The Iran-Iraq War began in late 1980, making things worse. But the really big thing that totally screwed Jimmy over was the Iran Hostage Crisis, which began on November 4, 1979, when 52 American diplomats and citizens were seized at the embassy by students and held for 444 days.
They were released just after noon EST on January 20, 1981. Put a pin in that date.
Carter authorized a rescue attempt that began on April 24, 1980, but the helicopters involved were ill-equipped to deal with the sandstorms, which not only damaged or grounded the ships, but led to an accident in which a copter crashed into a C‑130 tanker aircraft during refueling, killing all eight people on the chopper.
This did not go over well with the American people. Imagine the reaction, for example, if during Obama’s raid to kill Osama bin Laden, instead of succeeding, a helicopter had crashed into the complex and killed eight people. He never would have been re-elected in 2012.
Now combine that with Carter’s inability to get the hostages released, and he was doomed in the election of 1980. But… there’s a gigantic catch. Ronald Reagan and his campaign were directly responsible for urging the Iranians to not release the hostages before the election.
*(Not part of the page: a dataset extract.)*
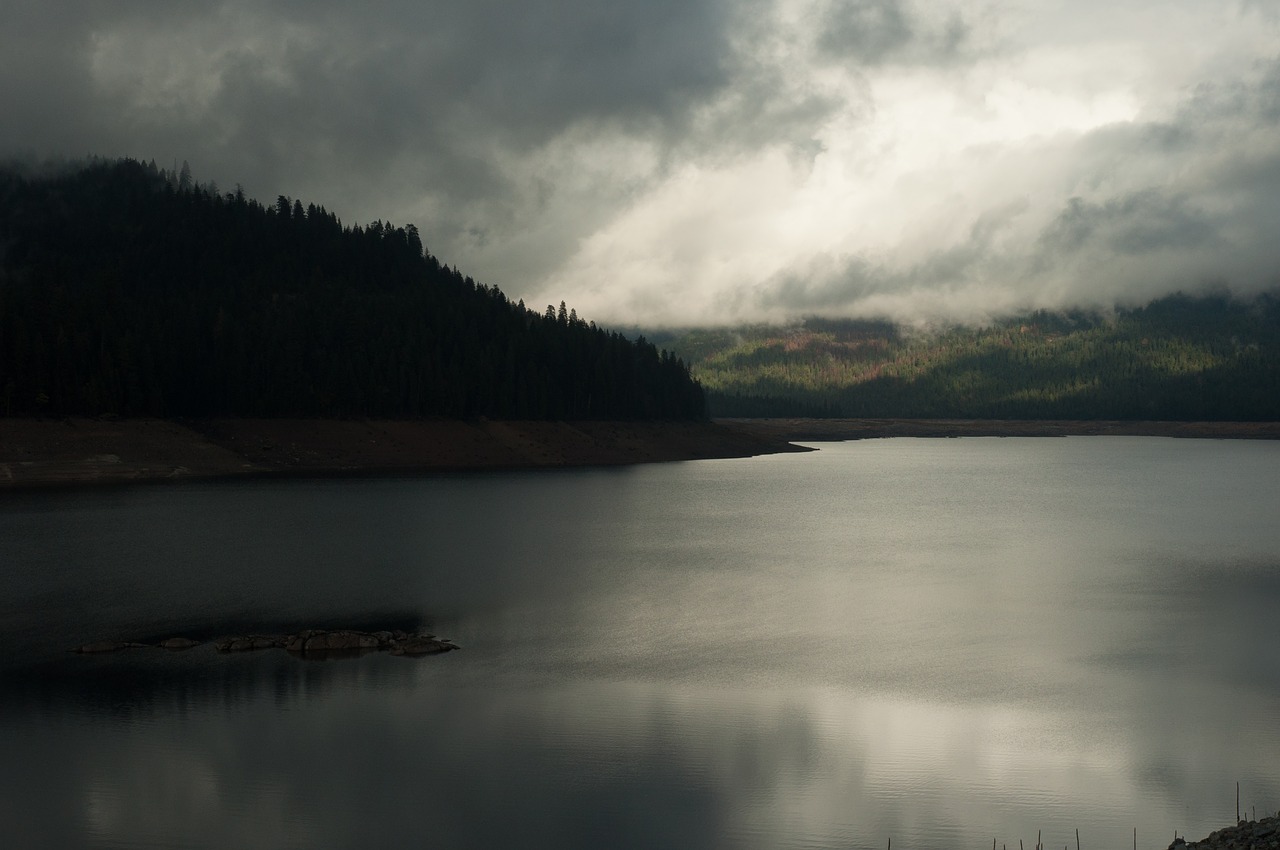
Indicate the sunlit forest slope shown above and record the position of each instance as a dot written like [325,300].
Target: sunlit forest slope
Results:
[132,291]
[1175,359]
Or, in other words, those bastards cheated. What a surprise. And that’s why Iran did not release the hostages until right after Reagan (ptui! cursed be his name) was sworn in.
And then Jimmy Carter faded out of the public eye for a while, but not for long. I would say “also, not for good,” but it’s exactly the opposite. Everything the man has done since leaving office has been for good.
In 1982, he and his wife started The Carter Center, a non-profit NGO dedicated to human rights and the alleviation of human suffering. They seek “to prevent and resolve conflicts, enhance freedom and democracy, and improve health.”
He also did a hell of a lot of diplomacy from the end of his tenure through the early 2000s, but what he’s most known for now is Habitat for Humanity. You know — the volunteers who swoop in and build affordable homes for people.
And, despite bouts with cancer, some falls and bruises, and being generally, oh, I don’t know, fucking 96 years old, he’s still going. And that is why I think he is the most impressive famous person around today.
Bonus points: He’s famous for all the right reasons, and I hope that he’s an impressive famous living person for many, many years to come.